If you ever wondered whether Apple’s patent infringement claims against HTC were worth the pain, here’s your answer.

Responding to a recent exclusion order by the United States International Trade Commission (ITC) concerning HTC One X and Evo 4G LTE shipments, the Taiwanese handset maker, once the dominant force in the Android camp, is now pre-loading its U.S. phones with an altered build of Android software.

Designed to bypass Apple patents, it changes the expected behavior of these devices.
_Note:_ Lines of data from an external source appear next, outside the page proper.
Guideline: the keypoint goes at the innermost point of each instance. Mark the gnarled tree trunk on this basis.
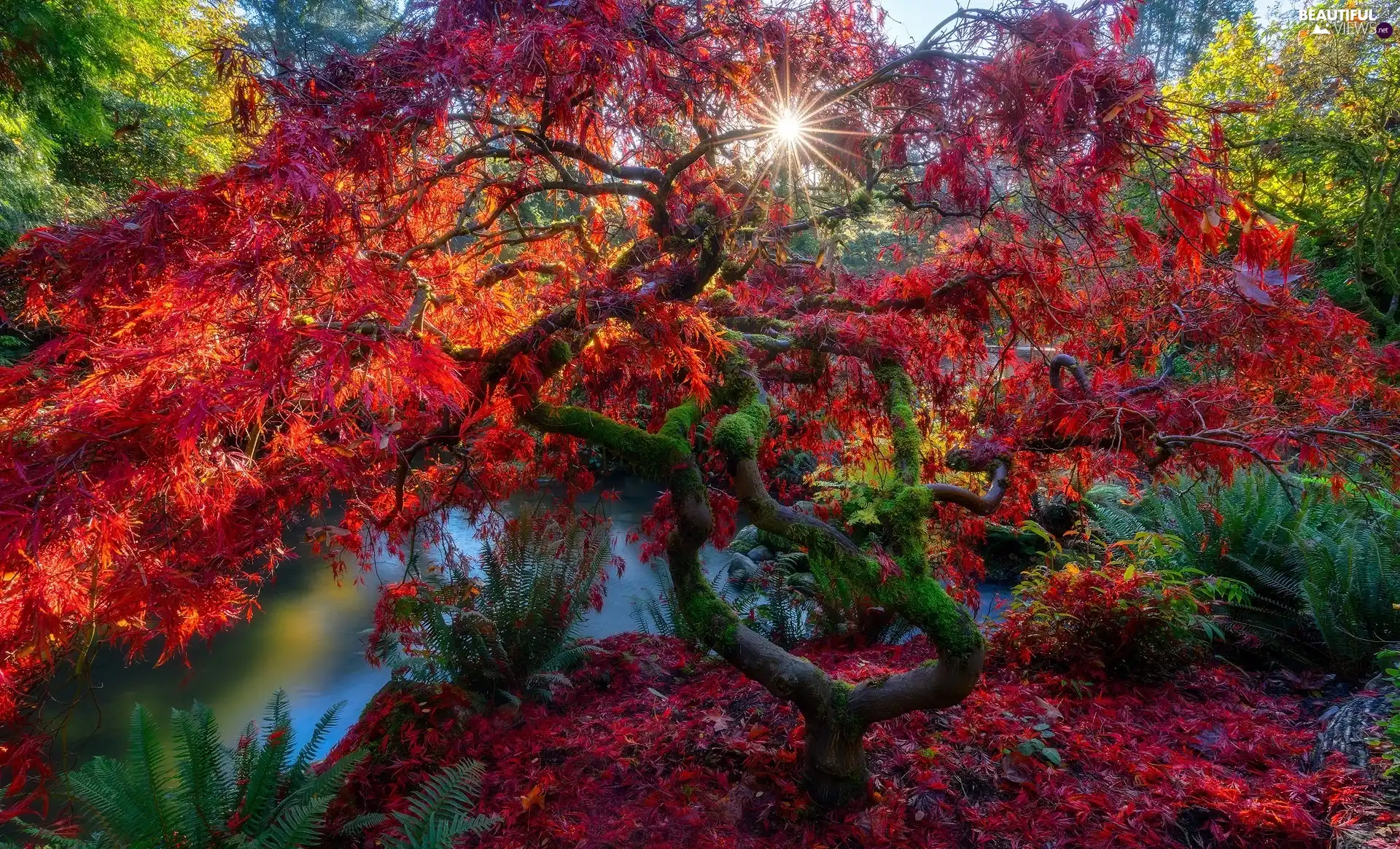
(838, 713)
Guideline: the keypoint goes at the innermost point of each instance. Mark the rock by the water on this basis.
(745, 540)
(1351, 725)
(741, 568)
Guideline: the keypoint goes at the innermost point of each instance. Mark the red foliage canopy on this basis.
(534, 202)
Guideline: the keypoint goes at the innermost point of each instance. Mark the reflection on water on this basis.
(308, 641)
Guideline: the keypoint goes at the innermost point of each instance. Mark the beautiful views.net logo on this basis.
(1345, 21)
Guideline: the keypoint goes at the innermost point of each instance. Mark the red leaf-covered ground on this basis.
(660, 747)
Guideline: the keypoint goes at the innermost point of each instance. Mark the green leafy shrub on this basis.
(436, 815)
(261, 794)
(1323, 572)
(1101, 617)
(1389, 740)
(510, 633)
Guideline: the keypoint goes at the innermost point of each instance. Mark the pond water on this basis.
(308, 640)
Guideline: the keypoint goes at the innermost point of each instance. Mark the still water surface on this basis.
(308, 640)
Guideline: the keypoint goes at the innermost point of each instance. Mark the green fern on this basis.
(513, 633)
(1323, 572)
(436, 815)
(210, 797)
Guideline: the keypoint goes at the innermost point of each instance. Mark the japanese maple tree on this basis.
(532, 228)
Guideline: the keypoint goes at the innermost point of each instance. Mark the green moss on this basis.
(680, 420)
(905, 522)
(841, 715)
(899, 407)
(741, 433)
(650, 455)
(559, 353)
(925, 603)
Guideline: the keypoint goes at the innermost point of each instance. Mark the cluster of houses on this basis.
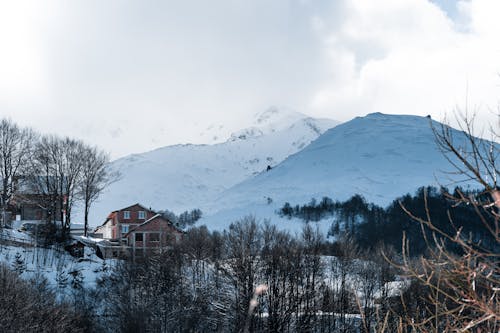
(132, 231)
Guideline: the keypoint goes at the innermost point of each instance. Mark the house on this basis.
(120, 222)
(154, 234)
(135, 231)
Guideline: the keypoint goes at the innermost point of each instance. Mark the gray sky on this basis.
(131, 76)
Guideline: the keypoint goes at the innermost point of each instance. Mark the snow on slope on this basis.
(188, 176)
(378, 156)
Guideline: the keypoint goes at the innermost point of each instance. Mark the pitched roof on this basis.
(152, 219)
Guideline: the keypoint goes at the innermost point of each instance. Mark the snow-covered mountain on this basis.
(378, 156)
(189, 176)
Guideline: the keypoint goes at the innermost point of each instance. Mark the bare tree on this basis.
(15, 151)
(461, 287)
(56, 171)
(95, 177)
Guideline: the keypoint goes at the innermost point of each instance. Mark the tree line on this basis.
(370, 225)
(50, 171)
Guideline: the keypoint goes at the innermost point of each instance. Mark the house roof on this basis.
(136, 204)
(150, 220)
(113, 213)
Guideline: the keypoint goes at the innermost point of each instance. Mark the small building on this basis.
(135, 231)
(120, 222)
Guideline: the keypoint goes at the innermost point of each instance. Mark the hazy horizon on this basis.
(132, 76)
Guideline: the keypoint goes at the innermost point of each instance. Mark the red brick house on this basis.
(136, 230)
(154, 234)
(120, 222)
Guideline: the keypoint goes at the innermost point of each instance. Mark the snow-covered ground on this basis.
(379, 156)
(188, 176)
(55, 264)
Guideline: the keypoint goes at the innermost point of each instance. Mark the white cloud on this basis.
(134, 75)
(409, 57)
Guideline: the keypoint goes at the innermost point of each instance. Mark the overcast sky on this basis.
(135, 75)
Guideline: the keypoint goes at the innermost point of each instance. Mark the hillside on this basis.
(188, 176)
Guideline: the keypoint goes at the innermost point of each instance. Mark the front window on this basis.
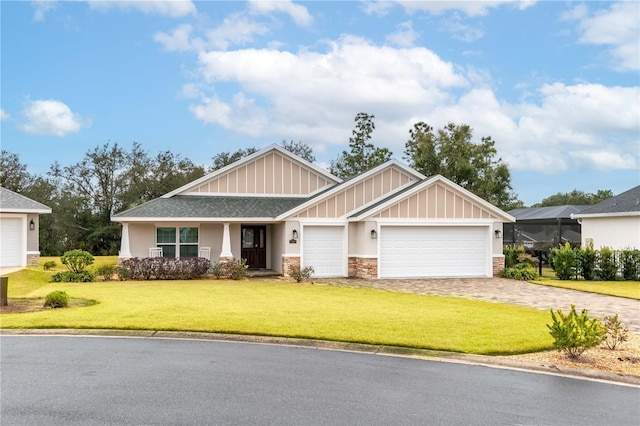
(178, 242)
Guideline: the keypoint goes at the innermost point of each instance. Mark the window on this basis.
(178, 242)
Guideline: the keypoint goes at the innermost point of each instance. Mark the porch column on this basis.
(226, 242)
(125, 250)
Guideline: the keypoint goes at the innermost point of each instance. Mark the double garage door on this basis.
(11, 242)
(447, 251)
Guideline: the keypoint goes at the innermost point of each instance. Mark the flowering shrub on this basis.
(165, 268)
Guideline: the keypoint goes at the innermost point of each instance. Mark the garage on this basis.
(323, 249)
(11, 242)
(435, 251)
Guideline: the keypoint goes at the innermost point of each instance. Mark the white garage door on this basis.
(433, 251)
(11, 246)
(323, 249)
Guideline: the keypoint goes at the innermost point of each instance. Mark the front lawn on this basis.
(275, 308)
(628, 289)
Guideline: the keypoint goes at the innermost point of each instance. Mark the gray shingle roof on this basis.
(13, 202)
(186, 206)
(627, 202)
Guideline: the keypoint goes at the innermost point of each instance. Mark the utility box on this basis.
(4, 284)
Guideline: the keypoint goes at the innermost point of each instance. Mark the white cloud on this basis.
(406, 36)
(41, 8)
(169, 8)
(51, 117)
(298, 13)
(617, 27)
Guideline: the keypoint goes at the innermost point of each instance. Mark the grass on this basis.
(628, 289)
(274, 308)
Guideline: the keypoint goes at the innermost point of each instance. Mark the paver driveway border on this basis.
(512, 292)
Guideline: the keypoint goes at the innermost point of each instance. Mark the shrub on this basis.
(607, 268)
(300, 274)
(511, 255)
(588, 256)
(77, 260)
(106, 271)
(564, 261)
(72, 277)
(521, 271)
(630, 261)
(615, 331)
(165, 268)
(573, 333)
(49, 265)
(56, 299)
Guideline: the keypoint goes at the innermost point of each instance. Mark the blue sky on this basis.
(555, 84)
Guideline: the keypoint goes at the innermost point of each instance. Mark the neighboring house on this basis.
(543, 227)
(19, 229)
(613, 223)
(277, 210)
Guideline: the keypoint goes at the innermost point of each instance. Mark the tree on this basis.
(225, 158)
(300, 149)
(575, 197)
(13, 174)
(362, 155)
(450, 152)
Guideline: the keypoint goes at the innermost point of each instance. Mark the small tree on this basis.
(573, 334)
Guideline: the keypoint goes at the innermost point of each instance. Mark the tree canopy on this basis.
(451, 152)
(575, 197)
(362, 155)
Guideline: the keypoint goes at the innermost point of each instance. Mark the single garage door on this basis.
(322, 248)
(450, 251)
(11, 246)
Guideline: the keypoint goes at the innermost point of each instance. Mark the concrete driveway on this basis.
(500, 290)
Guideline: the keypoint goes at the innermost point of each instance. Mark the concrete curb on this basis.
(432, 355)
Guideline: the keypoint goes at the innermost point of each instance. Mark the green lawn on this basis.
(628, 289)
(274, 308)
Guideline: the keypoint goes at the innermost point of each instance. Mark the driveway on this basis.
(512, 292)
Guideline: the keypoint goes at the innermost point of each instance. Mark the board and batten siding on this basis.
(270, 174)
(358, 194)
(435, 202)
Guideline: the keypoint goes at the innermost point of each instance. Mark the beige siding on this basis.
(271, 174)
(435, 202)
(354, 196)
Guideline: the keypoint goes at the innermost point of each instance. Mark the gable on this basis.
(436, 198)
(269, 172)
(358, 192)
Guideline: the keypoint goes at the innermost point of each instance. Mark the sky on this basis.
(555, 84)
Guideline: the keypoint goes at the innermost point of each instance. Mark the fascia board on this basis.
(352, 182)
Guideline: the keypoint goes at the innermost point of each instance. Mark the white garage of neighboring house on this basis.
(280, 212)
(19, 229)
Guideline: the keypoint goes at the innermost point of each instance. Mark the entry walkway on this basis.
(511, 292)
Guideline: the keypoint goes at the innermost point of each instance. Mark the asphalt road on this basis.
(58, 380)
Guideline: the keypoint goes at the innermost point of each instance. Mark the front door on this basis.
(254, 246)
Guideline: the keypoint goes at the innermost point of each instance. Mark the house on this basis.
(277, 210)
(543, 227)
(612, 223)
(19, 230)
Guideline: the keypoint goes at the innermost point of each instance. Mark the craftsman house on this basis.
(276, 210)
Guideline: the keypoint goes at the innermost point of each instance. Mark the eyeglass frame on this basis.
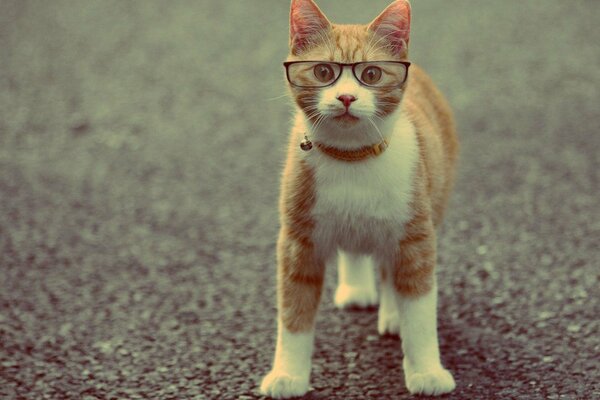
(342, 65)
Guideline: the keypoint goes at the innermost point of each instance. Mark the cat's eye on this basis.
(318, 74)
(324, 73)
(371, 75)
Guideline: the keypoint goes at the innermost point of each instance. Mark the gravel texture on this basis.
(140, 151)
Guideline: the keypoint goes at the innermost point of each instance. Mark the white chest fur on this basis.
(361, 207)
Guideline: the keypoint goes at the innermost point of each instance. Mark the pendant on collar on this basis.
(306, 144)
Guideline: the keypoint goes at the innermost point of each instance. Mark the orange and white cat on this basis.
(368, 185)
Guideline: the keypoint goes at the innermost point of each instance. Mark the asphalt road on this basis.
(140, 151)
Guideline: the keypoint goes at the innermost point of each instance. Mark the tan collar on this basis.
(354, 155)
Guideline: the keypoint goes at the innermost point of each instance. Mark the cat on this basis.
(369, 169)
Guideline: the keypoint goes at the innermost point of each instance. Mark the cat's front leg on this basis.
(300, 282)
(416, 295)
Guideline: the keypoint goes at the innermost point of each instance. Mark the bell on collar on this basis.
(306, 144)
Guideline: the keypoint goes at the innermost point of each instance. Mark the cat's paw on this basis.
(388, 323)
(433, 383)
(355, 296)
(280, 385)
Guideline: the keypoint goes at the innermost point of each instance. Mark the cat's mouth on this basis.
(346, 117)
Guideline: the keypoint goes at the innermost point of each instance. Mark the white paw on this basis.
(355, 296)
(279, 385)
(434, 382)
(388, 323)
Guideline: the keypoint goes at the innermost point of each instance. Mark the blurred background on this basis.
(140, 150)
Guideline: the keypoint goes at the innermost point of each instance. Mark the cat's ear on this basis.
(393, 24)
(307, 25)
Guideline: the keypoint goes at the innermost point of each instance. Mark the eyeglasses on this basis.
(318, 74)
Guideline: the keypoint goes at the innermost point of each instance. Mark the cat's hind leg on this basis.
(356, 281)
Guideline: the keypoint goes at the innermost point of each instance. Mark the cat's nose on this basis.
(347, 99)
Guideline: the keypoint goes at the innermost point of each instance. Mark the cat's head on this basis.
(347, 95)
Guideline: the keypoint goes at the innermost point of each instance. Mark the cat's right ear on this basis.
(308, 24)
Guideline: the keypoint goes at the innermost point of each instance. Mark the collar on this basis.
(354, 155)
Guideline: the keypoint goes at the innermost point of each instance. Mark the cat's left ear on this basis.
(308, 25)
(393, 24)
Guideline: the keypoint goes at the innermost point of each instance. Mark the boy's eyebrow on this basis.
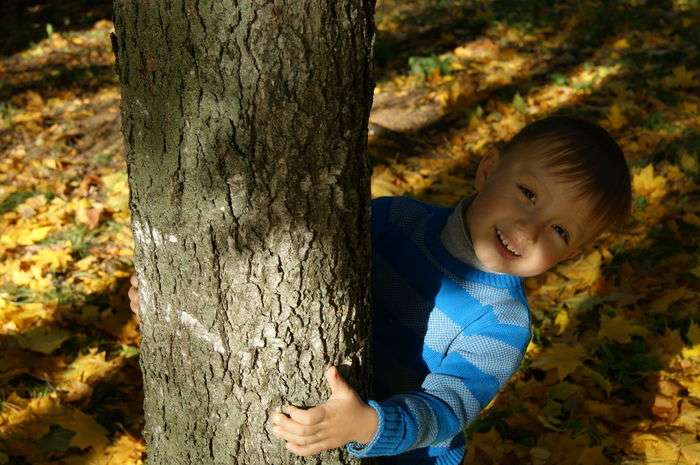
(538, 182)
(574, 228)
As a result, flagship HTC phones waiting to be imported into the United States now feature notably different functionality compared to HTC devices shipping elsewhere in the world.

The change is also impacting the uniformity of the Android experience, suggesting Apple was right to sue in the first place…

What’s so different about HTC’s custom Android build?

The Verge explains that HTC’s U.S. devices now include a new App Associations settings screen designed to bypass the offending “data tapping”.

Specifically, the ITC found that HTC’s messaging app, the stock Android messaging app and the stock Android browser all infringed claims 1 and 8 of Apple patent #5,946,647 — but the ITC also specifically found that Apple’s patent claims were limited to the system both detecting data structures like phone numbers and email addresses in text and then presenting a menu of options when those detected structures are clicked.

Tapping on a detected phone number or email on both the AT&T One X and the Sprint Evo 4G LTE now immediately launches the dialer or email client.

On international versions of these handsets a menu pops up, asking users to choose an app to handle these requests, which is the default Android behavior, as seen below.


HTC customers in the US will now have to go to a new App Associations settings screen to chose their default apps to handle such actions.

Of course, the ITC still has to verify these changes before it releases the shipments.

The Commission ruled last December that HTC was infringing upon an Apple patent covering the auto-hyperlinking of phone numbers and other data in text.

The injunction went into effect on April 18 of this year. As a result, two flagship HTC handsets are now being held at the customs until an approval is secured.

It’s a small victory for Apple that won’t stop the Android camp from selling a bucketload of devices.

On the other hand, import bans and court rulings in Apple’s favor are now forcing manufacturers to tweak the Android operating system, possibly affecting affect user satisfaction in the process.

Besides, Android backers will think twice before slapping Android builds on devices without making significant changes to avoid Apple patents.